MI madre me cortaba las uñas, tomaba a veces, de tarde en tarde, no sé, la tarea íntima y delicada de recortarme las uñas, de reducir mis garras infantiles, rotas en pico, sucias, feroces, a la curva limpia y breve de una uña humana, cuidada. También me recortaba la cutícula. Como el lento crecer de la cutícula, iba yo creciendo en ella, tapando su vida, eclipsando la media luna blanca de su alma, y ahora soy yo, padre, madre (hay momentos en que el padre es también madre, como la madre es también padre, y la paternidad o la maternidad perfecta han de participar también de lo otro) quien recorta las uñas al hijo. El lento crecer de la cutícula, ese cartílago de bosque que horra las uñas de mi hijo, sus manos llenas de raspones, negruras, picos y flecos. Se las tomo de vez en cuando, como si tomase dos sapos amigos, con flores sucias, se las aprieto, se las lavo del humus del mundo, se las corto y recorto. Eso es la vida, quizá, esa sucesión, ese manicurado familiar, esa intimidad diatrófica, una ternura que viene del fondo de los tiempos. Quién le hacía las uñas a aquella niña de pueblo que fue mi madre, quién era ella cuando me las hacía a mí, y cómo es ella ahora, ella en mí, quien se las hace al niño, a mi hijo. Le corto las uñas al niño, no sólo por cortárselas, sino porque cuando lo hago despierta ella en mí. Hay actos, conjuros, ritos pequeños y secretos que pueden resucitar a un muerto, hacerle vivir dentro de nosotros. Toda imitación es una posesión, dijo alguien. Imitando al muerto, el muerto nos posee. Es la única manera de que vuelva al mundo. No hay otro medio. Mi madre en mí hace las uñas a su hijo, que es el mío. Como yo ya no soy yo, que soy ella, mi hijo es ya el suyo, directamente, desaparecido yo.

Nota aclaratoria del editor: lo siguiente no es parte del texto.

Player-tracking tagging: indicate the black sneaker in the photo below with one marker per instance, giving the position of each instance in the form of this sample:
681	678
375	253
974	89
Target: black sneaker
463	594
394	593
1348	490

Soy enlace, así, entre dos seres que no se encontraron nunca, distantes en el tiempo. Soy el médium que sabe desaparecer cuando ha reunido dos espíritus. Guardo en algún sitio las tijeras pequeñas y melladas con que ella me hacía las uñas. Ya no sirven. Pero no importa. Aparte el fetichismo de los objetos, mediante este ritual sencillo de cortarle las uñas a un niño he conseguido que ella reencarne en mí, y reencarnar yo en el hijo. Están frente a frente, ella y yo. Están ella y yo, en un rincón del hogar, reunidos. Yo, entonces, qué soy, quién soy. Soy el que mira, soy lo que mira, soy la mirada misma del hogar, la conciencia de la familia.

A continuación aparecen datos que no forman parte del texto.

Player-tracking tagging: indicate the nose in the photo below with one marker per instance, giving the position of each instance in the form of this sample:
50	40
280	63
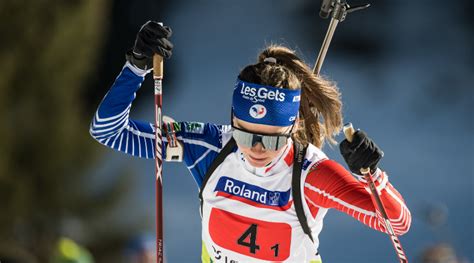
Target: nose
258	147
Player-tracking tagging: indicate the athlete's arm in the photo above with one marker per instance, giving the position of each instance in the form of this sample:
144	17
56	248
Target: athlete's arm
329	185
112	126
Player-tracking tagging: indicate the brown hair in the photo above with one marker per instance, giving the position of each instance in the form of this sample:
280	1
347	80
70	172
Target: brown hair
320	110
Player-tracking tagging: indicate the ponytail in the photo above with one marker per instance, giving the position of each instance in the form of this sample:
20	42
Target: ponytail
320	109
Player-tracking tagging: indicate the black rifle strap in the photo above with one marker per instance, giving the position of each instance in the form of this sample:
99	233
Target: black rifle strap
299	152
219	159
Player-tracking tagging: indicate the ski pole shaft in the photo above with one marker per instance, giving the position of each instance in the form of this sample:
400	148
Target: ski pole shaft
158	77
349	133
324	48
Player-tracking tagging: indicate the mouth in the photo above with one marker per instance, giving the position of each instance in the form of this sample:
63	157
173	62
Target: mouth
256	160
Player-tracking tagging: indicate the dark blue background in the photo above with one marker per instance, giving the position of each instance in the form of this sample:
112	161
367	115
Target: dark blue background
405	70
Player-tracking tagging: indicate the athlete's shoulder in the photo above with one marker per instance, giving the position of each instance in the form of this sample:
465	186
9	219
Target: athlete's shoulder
313	157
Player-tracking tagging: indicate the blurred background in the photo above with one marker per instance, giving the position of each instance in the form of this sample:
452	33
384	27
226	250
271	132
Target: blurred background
405	70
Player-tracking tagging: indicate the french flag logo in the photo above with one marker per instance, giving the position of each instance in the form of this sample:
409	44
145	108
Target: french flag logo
252	194
258	111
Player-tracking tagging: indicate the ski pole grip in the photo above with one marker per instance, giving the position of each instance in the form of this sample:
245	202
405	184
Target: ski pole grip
349	133
158	64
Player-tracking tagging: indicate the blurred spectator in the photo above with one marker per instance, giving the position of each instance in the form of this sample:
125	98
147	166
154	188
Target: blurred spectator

Les veo como les ven las cosas. Como les ven los muebles y los libros que, siendo otros, son los mismos. Están ella y yo. Estamos él y ella. Puedo decirlo de mil maneras. La gramática es cómplice del alma. El alma sabe mucha gramática. Oficio de ternura, homenaje a un niño, ritual en la sombra, y las manos de un niño, que quieren ser bosque, reducidas de nuevo a la realidad rosa y razonable del hogar. Estoy oyendo crecer a mi hijo. Un hijo es la propia infancia recuperada, la pieza suelta del rompecabezas. Lo que no viví en mí lo vivo en él, lo que no recuerdo de mí es él. Él es el trozo que me faltaba de mi vida. Yo soy el trozo que me faltaba de mi madre.